Browsing mode (SearchGPT). For queries the model classifies as information-seeking, ChatGPT triggers a web search and retrieves live sources to cite. Profound's analysis of 700,000 ChatGPT conversations found that roughly 34.5% of ChatGPT queries trigger a web search as of early 2026, down from 46% in late 2024. The live retrieval runs on Bing's index. Seer Interactive documented that 87% of SearchGPT citations match Bing's top 10 organic results for the same query. That is not a coincidence. It is the pipeline.
In practice, "getting mentioned by ChatGPT" means two parallel jobs: getting embedded in the training corpus (slow, cumulative, multi-quarter) and getting retrievable in Bing's top ten (faster, specific to each query). The best strategies feed both layers at once.
The training layer: what actually gets learned
Training corpora refresh on a slow cycle. GPT-4 and its successors pull from Common Crawl snapshots and licensed data sets that update every several months at best. When your brand appears in a Reddit thread, a Wikipedia article, or a Forbes piece that gets crawled into the next corpus, the model learns the association between your brand and the category language around it.

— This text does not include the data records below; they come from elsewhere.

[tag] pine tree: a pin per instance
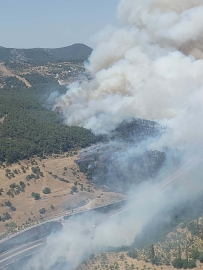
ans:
(152, 254)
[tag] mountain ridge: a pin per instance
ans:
(77, 52)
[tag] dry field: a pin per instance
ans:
(59, 201)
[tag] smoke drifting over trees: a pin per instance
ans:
(151, 68)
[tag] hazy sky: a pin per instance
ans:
(53, 23)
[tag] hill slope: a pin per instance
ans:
(75, 52)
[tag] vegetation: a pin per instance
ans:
(36, 196)
(30, 129)
(47, 190)
(183, 263)
(75, 52)
(42, 211)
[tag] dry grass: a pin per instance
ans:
(27, 208)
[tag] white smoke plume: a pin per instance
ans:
(150, 68)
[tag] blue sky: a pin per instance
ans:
(53, 23)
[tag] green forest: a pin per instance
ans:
(28, 128)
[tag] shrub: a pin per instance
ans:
(12, 208)
(195, 254)
(74, 189)
(177, 263)
(191, 264)
(8, 203)
(132, 254)
(42, 211)
(47, 190)
(36, 195)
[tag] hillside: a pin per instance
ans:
(75, 53)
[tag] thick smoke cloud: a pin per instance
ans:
(150, 68)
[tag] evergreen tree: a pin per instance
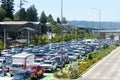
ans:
(9, 8)
(20, 15)
(43, 20)
(2, 14)
(58, 20)
(50, 19)
(64, 20)
(32, 13)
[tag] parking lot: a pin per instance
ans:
(42, 61)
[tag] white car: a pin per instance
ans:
(49, 65)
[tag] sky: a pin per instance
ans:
(81, 10)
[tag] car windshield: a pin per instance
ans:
(70, 54)
(47, 62)
(16, 65)
(30, 68)
(37, 61)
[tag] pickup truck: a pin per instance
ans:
(49, 65)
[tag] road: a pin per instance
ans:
(106, 69)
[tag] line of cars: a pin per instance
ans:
(47, 57)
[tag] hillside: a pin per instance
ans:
(103, 25)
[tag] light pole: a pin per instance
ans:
(4, 38)
(99, 21)
(61, 25)
(21, 3)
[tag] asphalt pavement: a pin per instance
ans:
(106, 69)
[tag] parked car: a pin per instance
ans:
(14, 68)
(35, 69)
(49, 65)
(38, 61)
(21, 75)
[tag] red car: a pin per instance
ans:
(35, 69)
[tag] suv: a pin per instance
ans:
(35, 69)
(49, 65)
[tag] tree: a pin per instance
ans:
(64, 20)
(9, 8)
(43, 20)
(58, 20)
(50, 18)
(1, 45)
(20, 15)
(31, 14)
(2, 14)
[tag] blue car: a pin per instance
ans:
(22, 75)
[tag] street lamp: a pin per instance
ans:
(4, 38)
(99, 21)
(49, 32)
(61, 25)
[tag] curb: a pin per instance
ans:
(94, 64)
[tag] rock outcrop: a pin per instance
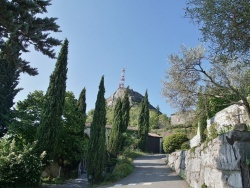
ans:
(217, 163)
(134, 97)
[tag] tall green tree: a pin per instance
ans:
(72, 145)
(20, 28)
(116, 131)
(27, 115)
(224, 23)
(97, 141)
(9, 77)
(143, 123)
(125, 117)
(125, 111)
(228, 79)
(202, 111)
(51, 119)
(81, 108)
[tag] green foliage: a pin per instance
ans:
(51, 120)
(90, 115)
(97, 141)
(28, 116)
(203, 185)
(81, 108)
(248, 162)
(213, 131)
(202, 110)
(20, 27)
(173, 142)
(154, 120)
(224, 23)
(19, 165)
(73, 146)
(116, 131)
(123, 168)
(143, 123)
(185, 146)
(226, 129)
(8, 83)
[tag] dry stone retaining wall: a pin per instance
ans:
(216, 163)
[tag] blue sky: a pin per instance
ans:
(108, 35)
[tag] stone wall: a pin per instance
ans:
(228, 116)
(182, 118)
(216, 163)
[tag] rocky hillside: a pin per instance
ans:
(135, 98)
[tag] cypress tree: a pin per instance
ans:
(81, 108)
(143, 123)
(125, 111)
(125, 117)
(116, 131)
(202, 112)
(97, 141)
(51, 119)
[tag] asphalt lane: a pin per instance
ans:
(151, 171)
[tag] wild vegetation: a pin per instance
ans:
(50, 128)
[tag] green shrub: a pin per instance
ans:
(132, 153)
(18, 163)
(173, 142)
(213, 133)
(185, 146)
(203, 185)
(123, 168)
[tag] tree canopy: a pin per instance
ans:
(51, 120)
(224, 23)
(20, 23)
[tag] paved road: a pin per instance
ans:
(80, 182)
(151, 171)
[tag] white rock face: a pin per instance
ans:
(213, 163)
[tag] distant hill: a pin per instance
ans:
(134, 97)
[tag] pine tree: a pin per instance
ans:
(51, 120)
(115, 135)
(20, 27)
(9, 76)
(97, 141)
(143, 123)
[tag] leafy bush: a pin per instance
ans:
(213, 133)
(185, 146)
(203, 185)
(18, 163)
(123, 168)
(173, 142)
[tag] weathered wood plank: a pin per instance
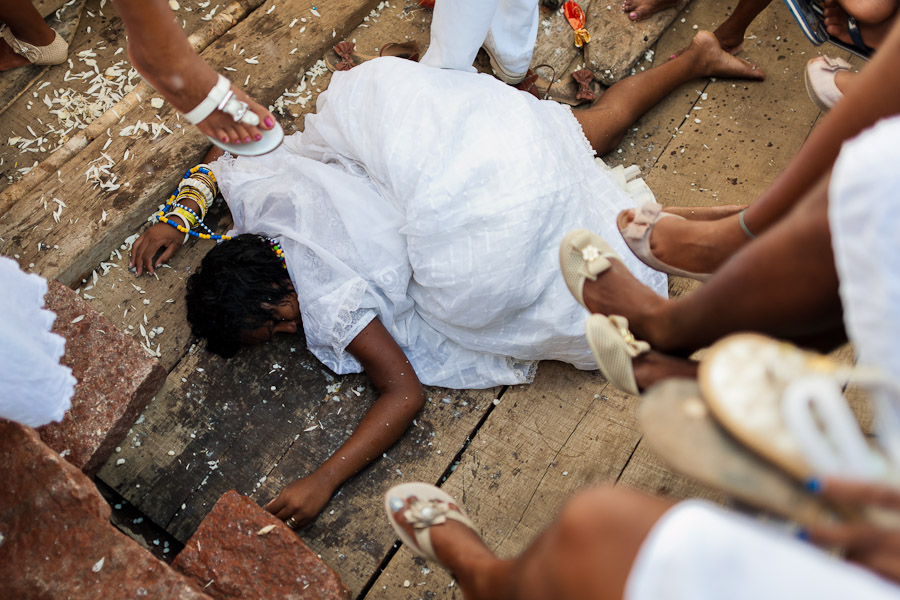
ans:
(249, 437)
(566, 430)
(70, 144)
(16, 82)
(148, 174)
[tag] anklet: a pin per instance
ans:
(201, 190)
(746, 229)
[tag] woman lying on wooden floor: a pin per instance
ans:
(419, 217)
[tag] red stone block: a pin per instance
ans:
(116, 380)
(229, 557)
(56, 538)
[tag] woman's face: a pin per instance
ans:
(287, 315)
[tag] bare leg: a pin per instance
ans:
(757, 290)
(624, 103)
(586, 553)
(704, 246)
(160, 51)
(25, 22)
(731, 32)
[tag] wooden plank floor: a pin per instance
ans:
(274, 413)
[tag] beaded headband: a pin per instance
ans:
(276, 248)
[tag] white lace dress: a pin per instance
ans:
(435, 201)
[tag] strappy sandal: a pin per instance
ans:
(53, 53)
(578, 88)
(343, 58)
(423, 506)
(583, 255)
(637, 236)
(615, 349)
(220, 97)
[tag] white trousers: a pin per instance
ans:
(460, 27)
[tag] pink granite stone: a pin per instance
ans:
(231, 555)
(116, 380)
(55, 536)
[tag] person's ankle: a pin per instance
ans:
(485, 578)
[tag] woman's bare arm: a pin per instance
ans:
(401, 398)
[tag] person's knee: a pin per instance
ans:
(593, 516)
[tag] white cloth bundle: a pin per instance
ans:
(435, 200)
(35, 388)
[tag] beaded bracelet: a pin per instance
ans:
(171, 203)
(276, 248)
(190, 194)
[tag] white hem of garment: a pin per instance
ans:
(458, 262)
(699, 551)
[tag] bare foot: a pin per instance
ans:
(712, 61)
(641, 9)
(836, 25)
(463, 551)
(654, 367)
(186, 82)
(694, 244)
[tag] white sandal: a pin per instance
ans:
(53, 53)
(819, 76)
(424, 506)
(583, 255)
(786, 405)
(615, 349)
(220, 97)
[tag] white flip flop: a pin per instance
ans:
(786, 404)
(220, 97)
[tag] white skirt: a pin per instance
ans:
(435, 200)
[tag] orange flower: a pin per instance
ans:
(575, 17)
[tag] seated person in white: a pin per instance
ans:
(420, 214)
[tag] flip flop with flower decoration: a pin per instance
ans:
(343, 56)
(423, 506)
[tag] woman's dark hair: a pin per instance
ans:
(225, 296)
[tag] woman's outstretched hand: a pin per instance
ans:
(872, 546)
(303, 500)
(145, 247)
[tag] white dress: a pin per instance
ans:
(434, 200)
(35, 388)
(864, 219)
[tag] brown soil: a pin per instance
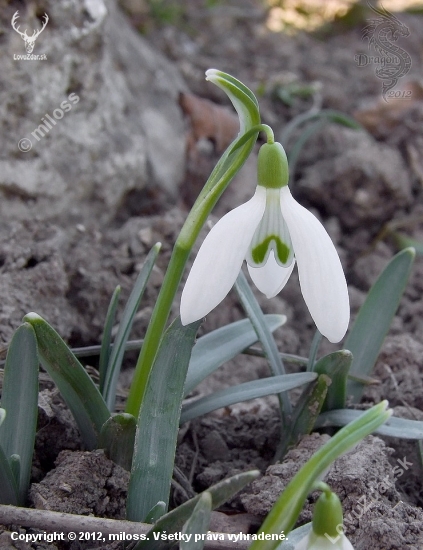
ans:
(355, 181)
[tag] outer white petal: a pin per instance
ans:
(220, 258)
(322, 278)
(271, 278)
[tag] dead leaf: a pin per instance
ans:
(208, 121)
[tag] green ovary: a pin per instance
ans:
(259, 252)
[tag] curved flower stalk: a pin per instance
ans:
(272, 232)
(326, 532)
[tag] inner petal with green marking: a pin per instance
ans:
(271, 234)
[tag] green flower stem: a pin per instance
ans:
(223, 173)
(285, 512)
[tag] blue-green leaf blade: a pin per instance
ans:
(117, 438)
(256, 316)
(125, 325)
(336, 365)
(9, 492)
(197, 523)
(158, 422)
(174, 520)
(375, 316)
(78, 390)
(244, 392)
(401, 428)
(20, 400)
(105, 348)
(221, 345)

What matters to the training layer is pattern consistency across sources. One viral mention does not move the training needle the way twelve moderate mentions across different sources do. Kevin Indig's November 2025 analysis of 98,000 ChatGPT citation rows found that brand popularity and search volume correlate 0.542 with ChatGPT visibility, the strongest individual signal in his dataset. Popularity, in this context, is a proxy for how many independent sources the model has seen the brand name appearing on.
The practical operator implication: a brand's training-data footprint is built over quarters, not weeks. The work you do this quarter lands in the next corpus refresh, which lands in the model update after that, which shows up in answers several months later. Start now, keep going, plan for six months before the training-layer effect is visible.
The retrieval layer: who feeds each engine
Retrieval is the fast layer. When ChatGPT, Perplexity, or Google's AI surfaces trigger live web retrieval, they pull from an engine-specific source graph. That graph is not stable across engines, and it is not stable over time either.
Here is how the top 5 retrieval domains break down per engine, based on Ahrefs, Profound, and Semrush cross-engine studies from late 2025 through early 2026. We cover the full 50-domain list in our quarterly source graph analysis .
| Engine | Top retrieval sources | What this means for placement |
|---|---|---|
| ChatGPT (browsing) | Wikipedia (~7.8% of all citations), Reddit, LinkedIn (surging), Forbes, G2 | Focus on Wikipedia eligibility, Reddit presence, and review site profiles |
| Perplexity | Reddit (46.7% of top-10 sources), YouTube (13.9%), Wikipedia, Apple, Google | Reddit coverage is nearly the whole strategy; video transcripts compound |
| Google AI Overviews | YouTube, Reddit (~21%), Wikipedia, Quora, LinkedIn, Forbes, Google properties (43% self-citation) | UGC-heavy; listicles and review sites carry disproportionate weight |
| Google AI Mode | Wikipedia (11.22%), YouTube, blog.google, Reddit, Google.com | Wikipedia presence is table stakes; YouTube transcripts matter |
The cross-engine overlap is smaller than most teams assume. ALM Corp's 30-million-source analysis found that only 11% of cited domains appear in both ChatGPT and Perplexity. Ahrefs found that 86% of top mentioned sources are not shared across ChatGPT, Perplexity, and Google AI Overviews. A single-engine placement strategy caps your addressable citation pool at roughly 14%.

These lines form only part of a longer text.